REPUBLIKA.CO.ID, JAKARTA -- Menteri Dalam Negeri (Mendagri) Tjahjo Kumolo menegaskan, usulan pengosongan kolom agama pada KTP elektronik hanya berlaku bagi penganut aliran kepercayaan.
Sedangkan bagi warga negara penganut agama yang sudah diakui negara secara resmi tetap mengisi kolom agama.
"Keinginan kami sebagai Mendagri, setiap warga negara punya hak untuk memeluk apa yang dia yakini. Sekarang ini, kepercayaan itu mau enggak mau ada dimana-mana, tapi mereka tidak menganut enam agama yang diakui resmi. Kami usul dikosongkan kolom agama tersebut," kata Tjahjo di Istana Wakil Presiden, Jakarta, Jumat (7/11).
Dikatakan leboh lanjut, Tjahjo akan mengupayakan pencatuman aliran kepercayaan dalam kolom agama di KTP elektronik. Sebagai langkah awal, Kemendagri akan berkoordinasi dengan Kementerian Agama untuk membahas kemungkinan mengubah UU Nomor 24 tahun 2013 tentang Administrasi Kependudukan yang saah satu klausalnya mengatur tentang agama yang dicantumkan dalam E-KTP.
"Dulu kan hanya enam agama yang tertulis, namun ada Peraturan Mendagri yang tidak mempermasalahkan karena setiap warga punya hak dan kewajiban sendiri sepanjang tidak menyesatkan. Sedang didiskusikan dengan Kementerian Agama, karena kalau mau dimasukkan (dalam E-KTP) harus mengubah Undang-Undang," katanya menambahkan.
Selain dengan Kemenag, menurut Tjahjo, dialog juga berlangsung dengan Kementerian Politik, Hukum, dan Keamanan serta perwakilan ormas agama. UU Administrasi Kependudukan menyebutkan agama yang dicantumkan hanya enam agama yang diakui negara. Yakni Islam, Kristen, Budha, Hindu, Konghucu, dan Katolik. Sementara Kemendagri telah mengakui aliran kepercayaan seperti Baha'i, Sunda Wiwitan, dan Kejawen.

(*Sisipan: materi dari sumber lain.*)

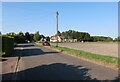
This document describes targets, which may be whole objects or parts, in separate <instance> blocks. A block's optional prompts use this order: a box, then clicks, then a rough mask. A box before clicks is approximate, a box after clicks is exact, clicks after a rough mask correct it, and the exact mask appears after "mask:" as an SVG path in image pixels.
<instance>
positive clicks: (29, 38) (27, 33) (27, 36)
mask: <svg viewBox="0 0 120 82" xmlns="http://www.w3.org/2000/svg"><path fill="white" fill-rule="evenodd" d="M25 39H26V40H28V41H30V42H32V37H31V36H30V34H29V32H26V33H25Z"/></svg>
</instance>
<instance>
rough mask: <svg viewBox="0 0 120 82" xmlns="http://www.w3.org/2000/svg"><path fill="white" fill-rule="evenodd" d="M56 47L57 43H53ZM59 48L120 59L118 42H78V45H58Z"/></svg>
mask: <svg viewBox="0 0 120 82" xmlns="http://www.w3.org/2000/svg"><path fill="white" fill-rule="evenodd" d="M51 44H52V45H56V43H51ZM58 46H61V47H67V48H72V49H76V50H83V51H86V52H91V53H95V54H101V55H108V56H114V57H118V43H117V42H84V43H81V42H78V43H58Z"/></svg>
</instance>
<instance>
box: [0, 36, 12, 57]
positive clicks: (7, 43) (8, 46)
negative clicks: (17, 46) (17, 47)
mask: <svg viewBox="0 0 120 82" xmlns="http://www.w3.org/2000/svg"><path fill="white" fill-rule="evenodd" d="M13 50H14V38H12V37H8V36H2V52H5V55H6V56H10V55H12V54H13Z"/></svg>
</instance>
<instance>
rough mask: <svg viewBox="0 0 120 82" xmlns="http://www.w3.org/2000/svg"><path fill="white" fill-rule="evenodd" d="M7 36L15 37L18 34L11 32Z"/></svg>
mask: <svg viewBox="0 0 120 82" xmlns="http://www.w3.org/2000/svg"><path fill="white" fill-rule="evenodd" d="M6 36H10V37H15V36H16V34H15V33H14V32H10V33H7V34H6Z"/></svg>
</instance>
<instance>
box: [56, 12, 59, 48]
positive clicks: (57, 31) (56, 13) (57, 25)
mask: <svg viewBox="0 0 120 82" xmlns="http://www.w3.org/2000/svg"><path fill="white" fill-rule="evenodd" d="M58 15H59V13H58V11H57V12H56V31H57V44H56V47H58Z"/></svg>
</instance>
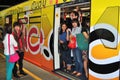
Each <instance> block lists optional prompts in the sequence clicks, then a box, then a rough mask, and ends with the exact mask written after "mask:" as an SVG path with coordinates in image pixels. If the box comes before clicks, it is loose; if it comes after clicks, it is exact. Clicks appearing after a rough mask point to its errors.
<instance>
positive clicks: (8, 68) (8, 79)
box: [6, 55, 14, 80]
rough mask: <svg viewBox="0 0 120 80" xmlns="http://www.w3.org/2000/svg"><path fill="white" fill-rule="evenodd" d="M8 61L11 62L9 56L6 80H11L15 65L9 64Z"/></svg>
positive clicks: (12, 64)
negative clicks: (13, 70) (13, 69)
mask: <svg viewBox="0 0 120 80" xmlns="http://www.w3.org/2000/svg"><path fill="white" fill-rule="evenodd" d="M8 60H9V55H6V80H11V79H12V70H13V67H14V63H11V62H9V61H8Z"/></svg>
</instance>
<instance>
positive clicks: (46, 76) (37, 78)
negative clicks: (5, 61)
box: [0, 53, 67, 80]
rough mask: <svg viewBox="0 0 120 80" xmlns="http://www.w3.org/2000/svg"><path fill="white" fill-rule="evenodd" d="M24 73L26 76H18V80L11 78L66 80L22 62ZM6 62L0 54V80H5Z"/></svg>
mask: <svg viewBox="0 0 120 80" xmlns="http://www.w3.org/2000/svg"><path fill="white" fill-rule="evenodd" d="M23 64H24V68H23V69H24V71H25V72H26V73H27V75H26V76H23V75H20V74H19V73H18V74H19V76H20V78H18V79H17V78H15V77H12V79H13V80H67V79H65V78H63V77H60V76H59V75H56V74H54V73H53V74H52V73H51V72H48V71H46V70H43V69H41V68H40V67H37V66H35V65H34V64H31V63H30V62H27V61H25V60H24V63H23ZM5 65H6V62H5V56H4V55H3V54H1V53H0V80H6V66H5Z"/></svg>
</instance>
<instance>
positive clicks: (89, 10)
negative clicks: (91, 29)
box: [54, 2, 90, 80]
mask: <svg viewBox="0 0 120 80" xmlns="http://www.w3.org/2000/svg"><path fill="white" fill-rule="evenodd" d="M76 13H77V14H76ZM74 15H77V16H78V17H77V18H76V19H77V20H78V22H79V27H82V26H83V25H84V22H85V21H86V20H87V21H90V2H80V3H74V2H72V3H67V4H60V5H56V6H55V24H54V25H55V27H54V34H55V35H54V69H55V72H56V73H57V74H60V75H62V76H64V77H67V78H69V79H75V80H79V79H82V80H86V79H87V78H86V77H85V74H84V75H82V76H80V77H76V76H75V75H73V74H72V72H73V70H74V68H75V63H74V58H73V52H72V50H71V49H70V54H69V55H70V56H69V59H71V62H72V64H71V68H70V70H67V66H66V65H67V64H66V61H64V60H65V59H67V58H68V55H67V56H66V55H64V57H61V56H62V55H63V54H62V53H61V47H60V45H61V44H60V33H61V30H62V27H61V26H62V24H64V23H65V24H66V26H67V29H68V28H69V30H72V19H73V18H74ZM63 58H64V59H63ZM68 61H69V60H68Z"/></svg>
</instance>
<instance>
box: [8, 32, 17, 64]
mask: <svg viewBox="0 0 120 80" xmlns="http://www.w3.org/2000/svg"><path fill="white" fill-rule="evenodd" d="M8 48H9V55H10V34H9V35H8ZM18 60H19V55H18V53H17V52H16V51H15V53H14V54H13V55H10V57H9V62H12V63H14V62H16V61H18Z"/></svg>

Sebelum negara mengakui beberapa aliran kepercayaan sebagai agama, menurut Tjahjo, dalam kolom agama penganut aliran kepercayaan akan dikosongkan.
"Kami akan konsultasikan dulu dengan kementerian agama lalu tokoh tokoh agama yang ada ini bagaimana, apakah keyakinan atau agama yang dianggap tetap atau tidak. Ini kan menyangkut perkawinan dan upacara kematian, karena sebagai waarga negara dilindungi selama dia tidak melakukan hal-hal yang menyesatkan," ujarnya.